Where Kingsbarns is a course that sits on top of a hill, with those wonderful views in front of you, Dundonald is more like Carnoustie or Lytham St Annes, or even Troon. It’s down among the dunes. You’re near the coastline, but you don’t really have a great deal of visual contact with the sea.”

Dundonald, which will closed in October for the winter, cost Loch Lomond Golf Club an estimated £10 million. Existing members will be given the opportunity to play as part of their membership, while a couple of tee times will be made available to the public each day. As well as developing 40 four-bedroom lodges, the new owners, noted for their emphasis on exclusive luxury, are building a temporary clubhouse while they decide what to do with the existing, half-built one.

“It’s a very traditional golf course, probably as pure as it gets,” says Phillips . “It’s also an old-fashioned, walking course. It’s not a hilly site, and you don’t have to cross busy roads, which is great to see because there is so much emphasis on carts and battery-powered buggies nowadays.”

Conscious that their stellar field for the Scottish Open could be even better were the tournament staged on a links course, Loch Lomond this year will allow their entrants to practice at Dundonald for the Open Championship.
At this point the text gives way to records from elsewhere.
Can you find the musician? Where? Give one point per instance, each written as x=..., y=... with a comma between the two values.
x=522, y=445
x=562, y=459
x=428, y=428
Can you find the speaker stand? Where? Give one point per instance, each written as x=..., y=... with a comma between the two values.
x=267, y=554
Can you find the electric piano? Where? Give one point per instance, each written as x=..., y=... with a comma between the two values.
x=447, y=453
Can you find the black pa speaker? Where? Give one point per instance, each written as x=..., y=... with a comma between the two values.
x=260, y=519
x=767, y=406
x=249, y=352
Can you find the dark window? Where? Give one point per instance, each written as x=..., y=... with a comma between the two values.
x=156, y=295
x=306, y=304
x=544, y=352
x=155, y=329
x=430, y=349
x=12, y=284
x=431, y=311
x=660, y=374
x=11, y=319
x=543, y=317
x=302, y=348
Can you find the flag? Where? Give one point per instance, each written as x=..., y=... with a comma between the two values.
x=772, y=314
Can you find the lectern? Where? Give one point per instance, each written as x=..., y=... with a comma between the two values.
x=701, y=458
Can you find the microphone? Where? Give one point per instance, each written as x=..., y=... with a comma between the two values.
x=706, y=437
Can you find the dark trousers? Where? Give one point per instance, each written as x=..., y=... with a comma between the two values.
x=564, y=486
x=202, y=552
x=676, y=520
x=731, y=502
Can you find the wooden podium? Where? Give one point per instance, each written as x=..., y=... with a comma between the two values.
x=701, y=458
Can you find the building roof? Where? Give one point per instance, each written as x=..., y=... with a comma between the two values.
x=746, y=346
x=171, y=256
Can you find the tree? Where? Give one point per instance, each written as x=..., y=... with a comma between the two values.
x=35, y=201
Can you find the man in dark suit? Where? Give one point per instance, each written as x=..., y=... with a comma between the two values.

“They have the Scottish Open at Loch Lomond but, from everything I’ve heard, it sounds like a real possibility that it could move to Dundonald,” says Phillips . “The Americans are over here to play the Open, so they want to be playing links golf. It wouldn’t take a lot to bring the fairways in and create some very Open-like conditions down here.”

The designer can see why Keith Williams, vice-president of Loch Lomond, has been championing Dundonald for a place on the Open rota. “One of the advantages of this course is its accessibility,” says Phillips . ” St Andrews is a fantastic place for an Open, but the road system isn’t perfect. It’s easy to move galleries around here, and there are enough elevated positions for viewing.”

One of Phillips’ first contracts when he set up his company in 1997 was to remake the Robert Trent Jones Golf Club in Manassas , venue for the 2000 Presidents Cup. “That made me more aware of where you might put tented villages and corporate facilities. There is certainly room for that at Dundonald. It’s a spacious site. We have land out the back that could be a fantastic car park.”

Phillips is striving to preserve tradition without ignoring the demands of modern golf. Improved technology has widened the gap between long- and short-hitters, thereby increasing the number of tees and generally complicating the architect’s job.

“What I like best is the creative side. It’s very easy to become obsessed with technical stuff, like which is the best irrigation system, but you have to shut that out. The great links courses had natural irrigation, and the emphasis was on architecture. If we can do that a bit more, we’ll have better courses to play on.”